Consequently, King Leopold’s great-grandnephew, King Baudouin, among others, ordered that Lumumba be overthrown — which was achieved on September 14, 1960 — and killed, which happened 125 days later. Barely six months after DRC’s independence, Belgium earned itself the unenviable distinction of being crowned the first European country to assassinate a democratically elected leader in Africa.
Once killed, Lumumba was denied a burial — a taboo act in Congolese culture, which bestows social, cultural, political and spiritual significance on human remains — apparently so that his grave would not become a symbol of resistance.
That’s how much Belgium desired to break the Congolese spirit.
According to Belgian and American “ear and eyewitnesses,” Lumumba and his two friends, Joseph Okito and Maurice Mpolo, were flown to Katanga to be killed after months of imprisonment. Around 10 pm, they were dragged to a nearby bush where a firing squad commanded by Belgian officers, including Commissioner Frans Verschurre, awaited them. There, they were executed and buried in shallow graves.
Yet, even in death, Lumumba continued to frighten the old colonial masters. Perhaps why Malcolm X considered him “the greatest black man who ever walked the African continent.” Two Belgian commissioners, Gerard Soete and his brother Michael were sent to exhume what was left of his body, chop it into pieces and dissolve it in sulphuric acid.
In a macabre twist, Gerard kept Lumumba’s front teeth as war trophies to signify Belgium’s colonial victory over and continued subjugation of the Congolese population. When Gerard died, he bequeathed it to his daughter.
This is what Belgium is returning to DRC without an apology, raising serious and painful questions for us all to ponder. What happens when a former colonial power returns the remains of an assassinated anti-colonial fighter without an apology?
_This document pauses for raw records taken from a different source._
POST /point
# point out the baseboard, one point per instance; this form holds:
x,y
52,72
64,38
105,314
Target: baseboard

What happens without the handing over of colonial archives on the genocide that took place under King Leopold?
Or, for that matter, what about the repatriation of, in my estimate, millions of beautiful, curious, sacred and wondrous Congolese objects, artefacts and natural treasures looted over 80 years through violence, conquests and colonisation, objects that made Belgium a world leader in art, culture, science and trade?